Come tutti i progetti troppo ambiziosi però, e dai meccanismi complicati, l’alea dell’imprevisto è sempre in agguato, con il granello, la pietruzza, l’insignificante chiodino che s’infila negli ingranaggi e ne provoca lo scompiglio, vanificando le morbose ambizioni e gli inattuabili progetti socio-politici. Magari però creando le condizioni favorevoli a far nascere un amore. Franco Solacchi è il granellino che finisce suo malgrado nel macchinoso congegno di Monsignor Fanelli, in combutta con Sunset e con il Professor Lagrève, coadiuvato quest’ultimo da un manipolo di guastatori decisi a tutto pur di rapire l’Oggetto che porterà pace e prosperità ad Haiti. Lui, il giovane impiegato romano, nella temperie del Ferragosto intende soltanto utilizzare le ferie per provare la sua nuova macchina fotografica digitale e fare un servizio sulla Roma bella addormentata negli umori invisibili del radon. Vorrebbe, ma gli capita di trovarsi faccia a faccia nel Museo del Celio con l’apparizione di una giovane donna dagli occhi di smeraldo, che gli apre le porte sulla dimensione dell’avventura e del mistero. Lui non sa, forse non vuole neanche resistere, e si lascia portare per mano, trafelato, inseguito, travolto, fino all’esito finale che riporta ogni cosa e persona al posto che le compete. Lo aiutano figuranti di centurie, un commissario più abile di quanto lo siano i veri, un generale ex dei Servizi di Stato, una cameriera spagnola, un ospite di Madre Teresa a San Gregorio, due well educated ma temerarie insegnanti scozzesi venute a Roma per verificare se è vero quanto dice un certo adagio, che cioè le buone ragazze vanno in paradiso e le cattive in Italia. E per finire agisce in maniera risolutiva un barbone palleggiatore. Dell’illustre figura vestita di bianco intervenuta in extremis, se ne tace ruolo e nome. È lui ad asciugare il viso della Rapita una volta riportata al suo posto in San Pietro. Il fatto che non abbia voluto disfarsi del fazzolettino usato per il gesto devoto, apre spiragli su ipotesi prodigiose.

 

Daniele Lembo


la Feltrinelli.it

Recensione:

Raccomandatissimo
Scritta il: 22 ottobre 2011

Fantastico libro, ancora più bello dell’ultimo di Di Lieto, “Mater”. Soggetto e stile sono anzi piuttosto diversi, l’autore è ovviamente molto eclettico: ugualmente abile a intrecciare una trama, in questo caso, poliziesca, tipo intrigo internazionale, così come in passato ha saputo presentare storie di fantascienza. Ma Di Lieto è anche e soprattutto un poeta: persino nella narrativa, il suo uso della lingua, la musicalità, la maestria nel variare il ritmo e il tono delle frasi, dimostra l’amore per la parola, la capacità (forse innata, sicuramente però anche temprata durante la lunga carriera di scrittore) di afferrare il verbo e modellarlo con la padronanza di un grande artigiano.

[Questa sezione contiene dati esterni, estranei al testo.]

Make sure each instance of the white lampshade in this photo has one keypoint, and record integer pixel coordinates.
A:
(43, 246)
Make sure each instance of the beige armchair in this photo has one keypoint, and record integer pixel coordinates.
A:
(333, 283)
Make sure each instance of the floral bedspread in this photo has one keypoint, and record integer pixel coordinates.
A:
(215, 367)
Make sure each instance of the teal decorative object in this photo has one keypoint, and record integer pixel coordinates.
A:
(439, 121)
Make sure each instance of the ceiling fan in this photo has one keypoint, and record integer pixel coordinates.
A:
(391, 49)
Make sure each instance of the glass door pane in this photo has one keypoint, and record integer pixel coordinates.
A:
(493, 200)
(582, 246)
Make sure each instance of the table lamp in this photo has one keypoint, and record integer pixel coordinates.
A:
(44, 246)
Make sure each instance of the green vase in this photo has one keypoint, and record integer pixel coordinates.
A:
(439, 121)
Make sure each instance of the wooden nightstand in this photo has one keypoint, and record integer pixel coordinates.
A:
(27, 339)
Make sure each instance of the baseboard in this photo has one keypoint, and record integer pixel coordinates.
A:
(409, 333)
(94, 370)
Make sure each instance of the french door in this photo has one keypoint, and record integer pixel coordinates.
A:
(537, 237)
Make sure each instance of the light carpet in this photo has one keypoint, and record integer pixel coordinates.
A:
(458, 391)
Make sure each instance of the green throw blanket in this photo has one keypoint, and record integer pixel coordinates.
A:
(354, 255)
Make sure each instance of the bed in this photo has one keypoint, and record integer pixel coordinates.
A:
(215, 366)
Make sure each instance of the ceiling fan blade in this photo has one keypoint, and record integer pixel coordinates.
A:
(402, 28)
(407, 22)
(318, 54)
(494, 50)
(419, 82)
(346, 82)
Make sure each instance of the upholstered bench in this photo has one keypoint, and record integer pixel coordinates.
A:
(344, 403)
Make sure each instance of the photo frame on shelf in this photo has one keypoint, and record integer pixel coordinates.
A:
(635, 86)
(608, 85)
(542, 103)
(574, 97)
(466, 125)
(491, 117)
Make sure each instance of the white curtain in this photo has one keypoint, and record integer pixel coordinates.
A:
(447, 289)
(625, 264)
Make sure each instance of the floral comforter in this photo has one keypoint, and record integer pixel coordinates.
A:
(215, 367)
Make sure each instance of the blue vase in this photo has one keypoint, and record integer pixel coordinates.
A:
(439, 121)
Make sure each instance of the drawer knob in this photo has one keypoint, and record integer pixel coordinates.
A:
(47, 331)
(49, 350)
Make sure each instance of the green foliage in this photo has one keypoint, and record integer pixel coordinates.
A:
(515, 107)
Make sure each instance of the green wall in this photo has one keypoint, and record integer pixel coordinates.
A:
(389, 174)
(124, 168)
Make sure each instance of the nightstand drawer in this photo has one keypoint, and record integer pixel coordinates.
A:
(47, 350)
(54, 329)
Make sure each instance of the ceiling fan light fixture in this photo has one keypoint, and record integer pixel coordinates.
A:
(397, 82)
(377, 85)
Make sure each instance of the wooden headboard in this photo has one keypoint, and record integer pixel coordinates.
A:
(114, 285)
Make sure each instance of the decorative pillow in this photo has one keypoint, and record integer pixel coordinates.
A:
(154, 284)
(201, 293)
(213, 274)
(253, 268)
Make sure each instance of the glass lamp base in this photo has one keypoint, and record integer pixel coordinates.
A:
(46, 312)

Avrei potuto anche dimenticare la storia, comunque avvincente e ben costruita, e bearmi semplicemente nelle atmosfere di Roma, lasciarmi cullare dalla musica che magicamente avvolge ogni pagina, tra i colori e gli odori di un’estate romana, più veri e reali forse di quelli fisici, ormai così difficili da cogliere nella nostra Capitale tanto trasformata dall’assalto dell’era tecnologica, della barbarie commerciale. Mi è venuta voglia di passeggiare ai Fori, sul Lungotevere, riscoprire i segreti della Roma di un tempo, che sono ancora lì, se si sa veramente ascoltare, leggere tra le righe, contemplare senza lasciarsi trascinare dalla furia dei tempi moderni. Non posso non consigliare di regalare e regalarsi questo volume, un vero classico della letteratura, che merita di essere conosciuto ed apprezzato.